Thursday last, I was somewhat shocked to receive the following missive from one of my brokers, TD Direct (now owned by Interactive Investor):
The key paragraph is this:
To ensure we maintain our ability to appropriately diversify client money across highly rated, strongly capitalised banks, our regulator, the Financial Conduct Authority (FCA) has given us, and other similar firms, permission to deposit some of our client monies in fixed term deposits for up to 95 days. This is a change to the current maximum deposit term of 30 days.
ISTM that there is zero benefit for clients from this change and, indeed, TD goes on to say:
However, in the extremely unlikely event of default by us there may be a delay in distributing the funds
I.E. client risk is increased (albeit in unlikely circumstances).

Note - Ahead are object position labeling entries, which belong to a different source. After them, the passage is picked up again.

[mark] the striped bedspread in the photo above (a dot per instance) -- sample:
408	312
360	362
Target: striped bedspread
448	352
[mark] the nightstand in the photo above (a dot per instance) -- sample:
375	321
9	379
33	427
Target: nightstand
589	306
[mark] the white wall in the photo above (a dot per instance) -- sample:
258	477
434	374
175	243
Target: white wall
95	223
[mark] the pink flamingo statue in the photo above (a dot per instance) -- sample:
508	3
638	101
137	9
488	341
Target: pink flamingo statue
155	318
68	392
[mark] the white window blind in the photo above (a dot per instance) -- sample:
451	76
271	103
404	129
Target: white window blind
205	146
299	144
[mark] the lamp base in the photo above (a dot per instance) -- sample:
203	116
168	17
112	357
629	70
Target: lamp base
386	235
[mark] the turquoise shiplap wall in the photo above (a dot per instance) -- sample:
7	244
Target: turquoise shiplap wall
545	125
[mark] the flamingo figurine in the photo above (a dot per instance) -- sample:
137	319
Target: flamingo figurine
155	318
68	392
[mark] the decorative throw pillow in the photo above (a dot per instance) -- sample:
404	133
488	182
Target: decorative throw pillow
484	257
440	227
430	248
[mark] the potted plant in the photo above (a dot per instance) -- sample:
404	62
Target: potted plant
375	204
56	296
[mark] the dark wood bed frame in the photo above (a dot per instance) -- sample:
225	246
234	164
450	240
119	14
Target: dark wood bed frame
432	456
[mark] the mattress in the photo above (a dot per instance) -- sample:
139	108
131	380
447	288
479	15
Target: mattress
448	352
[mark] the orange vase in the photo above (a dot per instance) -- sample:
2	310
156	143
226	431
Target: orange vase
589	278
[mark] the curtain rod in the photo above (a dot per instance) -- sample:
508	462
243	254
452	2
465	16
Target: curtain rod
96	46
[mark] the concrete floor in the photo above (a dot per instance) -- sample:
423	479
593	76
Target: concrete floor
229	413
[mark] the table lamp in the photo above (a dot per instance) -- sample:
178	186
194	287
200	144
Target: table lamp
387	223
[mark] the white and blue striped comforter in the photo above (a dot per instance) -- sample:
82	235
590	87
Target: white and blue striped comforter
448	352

I am grateful to my ShareSoc colleague, Cliff Weight, for making the following estimate of the financial gains to TD from this change:
Suppose I have on average £10k cash in my account and they can get 2.01% on 90 day money and 1.51% on 30 day money (I googled these rates for $1m amounts). The difference is 0.5% p.a. =£50 per year.
They should split the benefit 50/50 with investors in my view.
If they have 100,000 customers, this little ploy will net them £5million extra profits a year.
So extra risk for TD’s clients, with no benefit, and a nice financial reward for TD. I find this completely unacceptable and will be writing in the strongest possible terms to TD and to the FCA, on my own behalf and on behalf of ShareSoc’s members.
Please let us have your views by commenting on this post. I will be happy to pass those views on.